Pettagama (පෙට්ටගම) © Janaka Samarakoon - Suriyakantha CAC Pvt Ltd.

The pettagama (sinhala පෙට්ටගම, sometimes called the “dutch box”) is a heavy wooden chest that served multiple functions in sri lankan homes.

Early examples were used as rice bins, protecting paddy from moisture and rodents; traders also slung them between carrying poles when travelling, and well-to-do families locked jewellery, documents and fine textiles inside. Built from dense local timbers such as jak (Artocarpus heterophyllus), ebony, calamander or teak and banded with brass hinges or studs, a pettagama was hard to steal and became a visible badge of household prosperity and continuity.

European-style case furniture arrived with the Portuguese (16th century) and spread widely during Dutch rule of the coastal districts (1640 – 1796). Local carpenters quickly adapted European strong-box forms to indigenous woods: the result was the Sinhalese pettagama, prized by both Dutch officials and Kandyan families. Surviving pieces therefore mix European hardware (locks, hasps, carrying handles) with indigenous joinery and ornament, and many later writers simply dubbed them Dutch boxes.

 

Exquisite bichromatic marquetry in jack wood and ebony — a rarity in traditional Sri Lankan furniture | © Janaka Samarakoon - Suriyakantha CAC Pvt Ltd.

This particular chest pairs jak with black ebony, the two-tone contrast creating a refined bichromatic marquetry patterns. Its iron lock incorporates a small spring-mounted bell that rings whenever the key is turned—a simple but effective tamper alarm found on some 18th-century export chests.

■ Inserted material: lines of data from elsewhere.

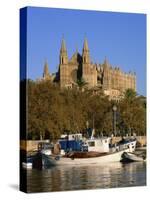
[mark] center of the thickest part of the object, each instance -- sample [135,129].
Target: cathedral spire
[63,46]
[85,53]
[63,53]
[106,63]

Unlike the block-footed “five-foot” VOC travel chests made in Dutch workshops, this example stands on four turned bun feet, a feature more typical of inland Sinhalese work. Hidden behind a false floor are two miniature drawers accessed by a sliding panel: such secret compartments were reserved for heirloom jewellery, small reliquaries or the household deed bundle.

 

18th-century Dutch colonial teak “five-foot” chest with brass fittings, later adapted with bun feet for domestic use. Once standard issue for VOC officials, its size was strictly regulated—Governor-General allowed 18 until 1791, when limits were reduced | National Museum of Singapore | All Rights Reserved

 

 


MARQUETRY IN SRI LANKAN 'TRADITIONAL' FURNITURE

Marquetry—the art of creating decorative patterns from contrasting veneers—was never widespread in Sri Lankan domestic furniture. Most village and Kandyan pieces relied on solid carving, boldly turned legs and brass mounts. Intricate inlay appeared mainly in urban workshops from the late 18th century onward, when European patrons desired “specimen-wood” showpieces. Ebony-and-jack marquetry, as seen on this pettagama, therefore signals a rare, high-status hybrid: local craftsmanship meeting colonial-era taste. Its two-tone starbursts and chequer motifs stand out precisely because they were exceptional in the island’s broader woodworking tradition.